High resolution inverse scattering in two dimensions using recursive linearization
For researchers in inverse scattering and imaging, this provides a practical algorithm for high-resolution reconstruction in a nonlinear, ill-posed problem.
The paper presents a fast, stable algorithm for 2D inverse acoustic scattering, using recursive linearization to reconstruct sound speed at resolutions of thousands of square wavelengths in a nonlinear regime, solving up to 19,600 unknowns with ~1 million PDEs in ~2 days on a multi-core workstation.
We describe a fast, stable algorithm for the solution of the inverse acoustic scattering problem in two dimensions. Given full aperture far field measurements of the scattered field for multiple angles of incidence, we use Chen's method of recursive linearization to reconstruct an unknown sound speed at resolutions of thousands of square wavelengths in a fully nonlinear regime.
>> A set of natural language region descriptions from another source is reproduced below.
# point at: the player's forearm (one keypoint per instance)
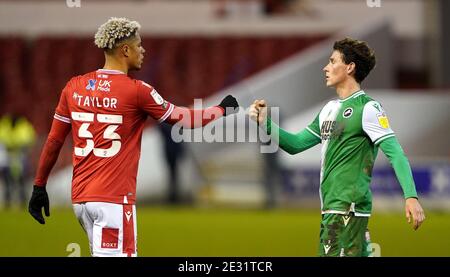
(190, 118)
(291, 143)
(48, 158)
(394, 152)
(51, 150)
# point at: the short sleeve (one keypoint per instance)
(314, 127)
(152, 103)
(375, 122)
(62, 112)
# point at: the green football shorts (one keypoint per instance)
(344, 236)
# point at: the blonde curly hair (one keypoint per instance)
(114, 30)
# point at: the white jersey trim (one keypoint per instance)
(61, 118)
(167, 114)
(312, 132)
(372, 119)
(383, 138)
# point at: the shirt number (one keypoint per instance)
(109, 133)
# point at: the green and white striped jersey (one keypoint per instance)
(350, 131)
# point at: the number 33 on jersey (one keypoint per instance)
(107, 111)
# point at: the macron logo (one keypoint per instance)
(128, 215)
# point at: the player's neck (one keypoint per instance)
(346, 89)
(112, 64)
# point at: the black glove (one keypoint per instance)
(39, 199)
(231, 103)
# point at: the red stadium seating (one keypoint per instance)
(33, 73)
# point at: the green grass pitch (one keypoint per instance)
(219, 232)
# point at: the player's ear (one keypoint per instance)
(351, 68)
(125, 50)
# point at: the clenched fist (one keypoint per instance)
(258, 111)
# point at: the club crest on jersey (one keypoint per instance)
(347, 113)
(158, 99)
(382, 119)
(104, 85)
(91, 84)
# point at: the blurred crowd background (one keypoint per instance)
(252, 49)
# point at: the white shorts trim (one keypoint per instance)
(110, 227)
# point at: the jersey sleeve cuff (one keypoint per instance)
(167, 114)
(62, 118)
(314, 133)
(380, 139)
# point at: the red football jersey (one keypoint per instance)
(107, 111)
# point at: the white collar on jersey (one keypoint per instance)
(354, 95)
(110, 71)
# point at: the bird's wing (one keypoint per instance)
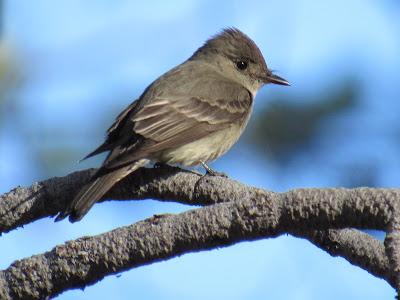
(114, 132)
(172, 119)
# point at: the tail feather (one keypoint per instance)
(94, 190)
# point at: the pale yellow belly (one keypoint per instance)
(206, 149)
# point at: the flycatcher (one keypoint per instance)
(189, 116)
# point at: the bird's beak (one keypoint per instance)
(272, 78)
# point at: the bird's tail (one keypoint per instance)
(94, 190)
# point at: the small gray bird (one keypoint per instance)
(189, 116)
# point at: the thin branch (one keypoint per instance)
(243, 213)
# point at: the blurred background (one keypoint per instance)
(67, 68)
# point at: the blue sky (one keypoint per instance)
(78, 64)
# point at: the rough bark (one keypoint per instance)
(233, 212)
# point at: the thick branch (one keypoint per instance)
(85, 261)
(245, 213)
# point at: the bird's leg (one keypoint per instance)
(211, 172)
(158, 165)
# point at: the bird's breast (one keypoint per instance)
(207, 149)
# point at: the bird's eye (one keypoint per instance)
(241, 65)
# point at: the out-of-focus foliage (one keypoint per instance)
(286, 127)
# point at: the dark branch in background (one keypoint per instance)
(243, 213)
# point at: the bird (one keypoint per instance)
(189, 116)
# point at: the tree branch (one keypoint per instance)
(242, 213)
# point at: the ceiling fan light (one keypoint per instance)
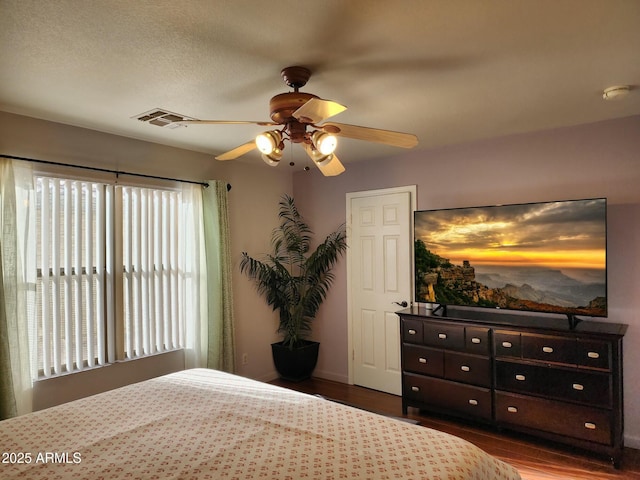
(267, 142)
(324, 142)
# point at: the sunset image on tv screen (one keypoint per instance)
(546, 257)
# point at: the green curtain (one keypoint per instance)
(7, 215)
(221, 336)
(7, 398)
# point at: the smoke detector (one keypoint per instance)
(615, 93)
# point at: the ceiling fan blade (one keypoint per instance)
(224, 122)
(316, 110)
(388, 137)
(330, 169)
(333, 168)
(238, 151)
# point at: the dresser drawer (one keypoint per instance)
(594, 354)
(476, 340)
(507, 344)
(589, 388)
(423, 360)
(444, 336)
(412, 331)
(449, 397)
(472, 369)
(549, 348)
(584, 423)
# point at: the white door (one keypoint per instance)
(379, 262)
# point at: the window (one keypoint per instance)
(110, 273)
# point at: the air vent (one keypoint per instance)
(162, 118)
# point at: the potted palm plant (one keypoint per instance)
(294, 281)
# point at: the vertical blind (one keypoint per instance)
(77, 289)
(71, 275)
(152, 270)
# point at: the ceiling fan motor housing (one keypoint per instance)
(283, 105)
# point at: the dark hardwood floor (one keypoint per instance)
(535, 459)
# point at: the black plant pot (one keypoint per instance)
(297, 364)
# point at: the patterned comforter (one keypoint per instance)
(205, 424)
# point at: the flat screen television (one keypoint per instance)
(542, 257)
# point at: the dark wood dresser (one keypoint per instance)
(530, 373)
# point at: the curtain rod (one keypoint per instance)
(106, 170)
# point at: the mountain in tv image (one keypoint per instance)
(533, 288)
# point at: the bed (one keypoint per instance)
(206, 424)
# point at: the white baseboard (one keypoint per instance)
(632, 442)
(333, 376)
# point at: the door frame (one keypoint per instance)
(412, 190)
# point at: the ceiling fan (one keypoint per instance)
(297, 115)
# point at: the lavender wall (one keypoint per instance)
(595, 160)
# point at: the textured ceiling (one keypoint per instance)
(449, 71)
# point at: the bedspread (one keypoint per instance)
(205, 424)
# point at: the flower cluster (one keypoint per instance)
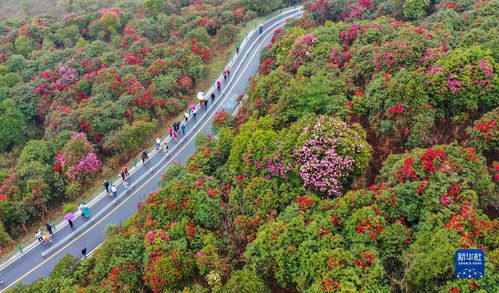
(397, 109)
(66, 76)
(133, 59)
(274, 166)
(327, 155)
(365, 260)
(300, 52)
(305, 202)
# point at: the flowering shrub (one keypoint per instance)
(484, 134)
(331, 154)
(300, 52)
(468, 76)
(67, 76)
(222, 119)
(76, 159)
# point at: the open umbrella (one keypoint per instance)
(69, 216)
(200, 96)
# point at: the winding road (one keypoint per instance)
(37, 260)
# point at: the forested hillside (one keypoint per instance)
(10, 9)
(364, 156)
(84, 93)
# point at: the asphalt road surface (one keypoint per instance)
(38, 259)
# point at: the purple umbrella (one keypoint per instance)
(69, 216)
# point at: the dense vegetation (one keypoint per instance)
(363, 158)
(85, 93)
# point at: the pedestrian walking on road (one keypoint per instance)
(39, 235)
(49, 229)
(52, 224)
(46, 238)
(106, 185)
(125, 169)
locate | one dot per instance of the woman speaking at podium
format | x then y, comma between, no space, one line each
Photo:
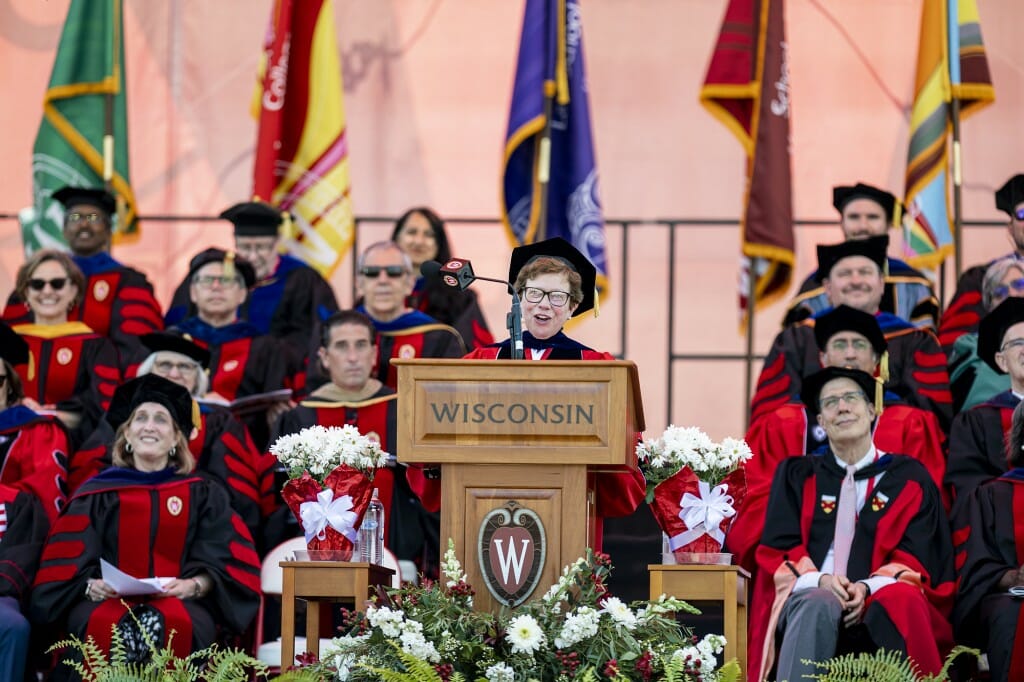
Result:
555,282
Despite the fact that the underlying optimization problem is formally ill-posed and non-convex, recursive linearization requires only the solution of a sequence of linear least squares problems at successively higher frequencies. By seeking a suitably band-limited approximation of the sound speed profile, each least squares calculation is well-conditioned and involves the solution of a large number of forward scattering problems, for which we employ a recently developed, spectrally accurate, fast direct solver. For the largest problems considered, involving 19,600 unknowns, approximately one million partial differential equations were solved, requiring approximately two days to compute using a parallel MATLAB implementation on a multi-core workstation.